Dagli anni Ottanta si parla di un soffitto di cristallo che blocca le carriere femminili. Bene: oggi questo soffitto mostra le prime crepe. A prenderlo a picconate, un sempre più folto gruppo di donne giovani e determinate. Aiutate — e questa è la sorpresa — dalla Grande Crisi prima ancora che dalla legge sulle quote rosa.
Il vero paradiso per le donne dotate d’ambizione di questi tempi si chiama pubblica amministrazione. Come dimostra uno studio dell’Ocap — l’Osservatorio sul cambiamento delle amministrazioni pubbliche della Sda Bocconi — le dirigenti sono aumentate negli ultimi sei anni del 24,5% nei ministeri, del 20,3% nelle regioni (escluse dal monitoraggio quelle a statuto speciale), del 17,5% nelle province, dell’11,9% nei comuni.
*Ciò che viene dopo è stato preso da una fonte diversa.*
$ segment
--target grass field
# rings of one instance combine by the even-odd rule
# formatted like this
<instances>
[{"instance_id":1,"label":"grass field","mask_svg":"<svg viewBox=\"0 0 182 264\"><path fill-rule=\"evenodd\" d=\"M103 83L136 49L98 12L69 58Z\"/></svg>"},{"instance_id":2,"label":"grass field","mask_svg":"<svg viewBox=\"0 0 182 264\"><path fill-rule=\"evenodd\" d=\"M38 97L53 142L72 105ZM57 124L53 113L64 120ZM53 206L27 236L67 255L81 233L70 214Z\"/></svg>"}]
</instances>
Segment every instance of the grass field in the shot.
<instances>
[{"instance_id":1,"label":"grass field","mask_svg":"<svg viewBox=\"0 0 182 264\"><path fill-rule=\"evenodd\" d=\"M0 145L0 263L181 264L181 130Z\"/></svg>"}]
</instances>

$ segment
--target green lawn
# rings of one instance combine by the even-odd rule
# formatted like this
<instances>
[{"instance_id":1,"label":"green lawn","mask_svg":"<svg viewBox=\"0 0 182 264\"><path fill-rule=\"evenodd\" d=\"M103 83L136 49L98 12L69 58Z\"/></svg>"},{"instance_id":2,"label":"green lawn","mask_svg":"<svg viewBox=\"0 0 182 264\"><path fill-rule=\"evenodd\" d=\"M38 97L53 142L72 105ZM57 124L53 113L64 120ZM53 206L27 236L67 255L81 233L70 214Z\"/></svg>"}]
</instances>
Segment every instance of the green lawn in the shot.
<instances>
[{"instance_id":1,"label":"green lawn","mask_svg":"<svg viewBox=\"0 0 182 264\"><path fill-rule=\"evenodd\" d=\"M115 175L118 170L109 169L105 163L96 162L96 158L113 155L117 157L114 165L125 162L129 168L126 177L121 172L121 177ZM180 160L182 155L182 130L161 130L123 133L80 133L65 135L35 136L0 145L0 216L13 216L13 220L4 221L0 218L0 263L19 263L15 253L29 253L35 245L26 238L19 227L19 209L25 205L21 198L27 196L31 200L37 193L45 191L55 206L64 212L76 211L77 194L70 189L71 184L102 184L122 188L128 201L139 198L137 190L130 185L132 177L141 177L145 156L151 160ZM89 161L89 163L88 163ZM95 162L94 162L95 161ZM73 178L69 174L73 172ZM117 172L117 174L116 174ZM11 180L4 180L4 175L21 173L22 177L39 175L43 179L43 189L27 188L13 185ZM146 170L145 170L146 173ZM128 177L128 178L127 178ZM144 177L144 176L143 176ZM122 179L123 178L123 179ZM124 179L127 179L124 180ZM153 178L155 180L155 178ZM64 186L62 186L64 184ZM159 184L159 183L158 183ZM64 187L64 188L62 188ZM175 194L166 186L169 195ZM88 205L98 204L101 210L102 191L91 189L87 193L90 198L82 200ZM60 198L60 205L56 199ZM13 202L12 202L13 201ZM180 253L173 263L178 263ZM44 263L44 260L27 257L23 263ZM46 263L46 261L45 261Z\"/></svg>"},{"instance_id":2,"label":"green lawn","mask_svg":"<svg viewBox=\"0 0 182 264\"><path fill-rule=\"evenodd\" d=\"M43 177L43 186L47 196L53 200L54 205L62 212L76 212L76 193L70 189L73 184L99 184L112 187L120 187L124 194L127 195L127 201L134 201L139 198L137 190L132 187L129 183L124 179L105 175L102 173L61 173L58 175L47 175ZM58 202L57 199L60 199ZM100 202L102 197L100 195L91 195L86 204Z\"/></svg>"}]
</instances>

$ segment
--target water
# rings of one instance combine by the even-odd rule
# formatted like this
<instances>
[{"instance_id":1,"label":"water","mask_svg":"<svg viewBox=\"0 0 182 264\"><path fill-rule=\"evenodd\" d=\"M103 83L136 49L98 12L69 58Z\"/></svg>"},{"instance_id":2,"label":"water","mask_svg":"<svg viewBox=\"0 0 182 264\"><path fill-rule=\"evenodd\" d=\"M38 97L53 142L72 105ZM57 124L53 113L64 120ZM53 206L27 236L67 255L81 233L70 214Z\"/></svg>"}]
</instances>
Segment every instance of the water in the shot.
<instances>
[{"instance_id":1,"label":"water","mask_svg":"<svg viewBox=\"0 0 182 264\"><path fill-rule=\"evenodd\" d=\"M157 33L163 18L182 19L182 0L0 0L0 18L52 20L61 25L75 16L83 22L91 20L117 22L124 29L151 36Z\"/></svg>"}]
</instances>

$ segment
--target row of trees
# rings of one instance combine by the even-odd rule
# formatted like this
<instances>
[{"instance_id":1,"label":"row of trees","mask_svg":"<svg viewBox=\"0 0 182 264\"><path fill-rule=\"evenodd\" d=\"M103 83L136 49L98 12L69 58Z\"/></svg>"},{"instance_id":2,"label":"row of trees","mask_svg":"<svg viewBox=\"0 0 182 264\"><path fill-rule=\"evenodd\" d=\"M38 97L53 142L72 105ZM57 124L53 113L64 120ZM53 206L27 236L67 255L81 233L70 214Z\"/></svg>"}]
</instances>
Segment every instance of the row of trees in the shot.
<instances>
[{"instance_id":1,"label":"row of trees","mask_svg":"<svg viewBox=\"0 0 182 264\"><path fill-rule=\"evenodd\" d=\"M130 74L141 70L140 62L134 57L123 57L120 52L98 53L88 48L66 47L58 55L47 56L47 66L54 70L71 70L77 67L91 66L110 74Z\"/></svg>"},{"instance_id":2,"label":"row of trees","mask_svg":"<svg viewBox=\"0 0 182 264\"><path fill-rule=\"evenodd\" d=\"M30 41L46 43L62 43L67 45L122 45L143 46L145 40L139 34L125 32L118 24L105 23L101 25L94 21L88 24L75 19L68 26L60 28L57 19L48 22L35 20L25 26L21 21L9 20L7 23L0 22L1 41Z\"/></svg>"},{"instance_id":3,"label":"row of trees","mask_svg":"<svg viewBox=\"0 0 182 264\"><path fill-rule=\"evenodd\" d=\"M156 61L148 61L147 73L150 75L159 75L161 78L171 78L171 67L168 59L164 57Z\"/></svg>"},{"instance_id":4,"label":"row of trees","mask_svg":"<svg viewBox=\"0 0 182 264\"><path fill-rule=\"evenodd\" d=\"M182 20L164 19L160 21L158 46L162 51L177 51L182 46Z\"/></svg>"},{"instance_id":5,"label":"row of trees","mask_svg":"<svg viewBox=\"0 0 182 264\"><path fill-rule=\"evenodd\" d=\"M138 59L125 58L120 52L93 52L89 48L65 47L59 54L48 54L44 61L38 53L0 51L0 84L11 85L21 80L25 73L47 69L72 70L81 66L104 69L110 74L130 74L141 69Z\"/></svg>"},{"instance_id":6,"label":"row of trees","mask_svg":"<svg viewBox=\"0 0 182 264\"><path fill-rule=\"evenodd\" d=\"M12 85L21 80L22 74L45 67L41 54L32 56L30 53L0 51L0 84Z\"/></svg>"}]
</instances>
Il risultato è che nei ministeri le pari opportunità della carriera sono a un passo: le donne dirigenti sono già quattro su sei.
Ma anche nel privato molto sta cambiando. Dati Inps elaborati da Manageritalia (associazione dei dirigenti dei servizi) dicono che nel settore privato, tra 2008 e 2012, le donne dirigenti sono aumentate del 16% proprio mentre gli uomini diminuivano del 5%. Fuori i maschi, dentro le donne. Che oggi sono diventate il 14,5% del totale dei dirigenti (cinque anni fa erano il 12%, e negli anni precedenti i progressi erano sempre arrivati con il contagocce).
Ovvia la soddisfazione delle signore in carriera. «Ora che le donne sono di più speriamo che le aziende si accorgano del loro valore», interviene Marisa Montegiove, a capo del gruppo donne manager di Manageritalia. Ma come mai questo balzo in avanti? «Nel caso dei dirigenti la crisi ha accelerato il ricambio generazionale. Non dimentichiamo che dal 2008 a oggi questi professionisti sono stati licenziati a colpi di diecimila l’anno. Di conseguenza sono entrati i giovani, tra cui molte signore», fa notare Fabio Ciarapica, senior partner di Praxi, società che si occupa di ricerca del personale.
Questo ricambio è avvenuto più forte nei servizi che nell’industria. Più nelle posizioni di staff (amministrazione, marketing, finanzia e controllo, gestione del personale) che in quelle di linea (funzioni legate alla produzione, direzione commerciale). «Aggiungerei: più nelle grandi aziende che nelle piccole», si inserisce ancora Ciarapica.
Ma non sarà che le donne, pur di accedere a quanto fino a ieri era loro precluso, sono disposte ad accettare incarichi complessi senza fare le difficili sullo stipendio? «Beh, il dubbio è venuto anche a noi. Il fenomeno va analizzato con attenzione per comprenderlo in ogni aspetto», risponde Montegiove.
Tornando al boom delle signore ai vertici della pubblica amministrazione, la lettura del cambiamento per il prorettore dell’università Bocconi, Giovanni Valotti, deve essere positiva: «Il bilanciamento di genere è sempre una buona notizia — attacca Valotti —. Certo, sappiamo poco del contenuto del lavoro di questi dirigenti. Alcune indagini ci fanno sospettare che ce ne siano tanti, forse troppi, che in realtà svolgono il lavoro dei funzionari. E poi i meccanismi di selezione tutti basati sui concorsi rischiano di non essere efficaci».
Insomma, un cambio culturale è in corso. Ma non possiamo essere certi fino in fondo che i progressi nell’equità tra i generi siano anche il segnale di una maggiore meritocrazia.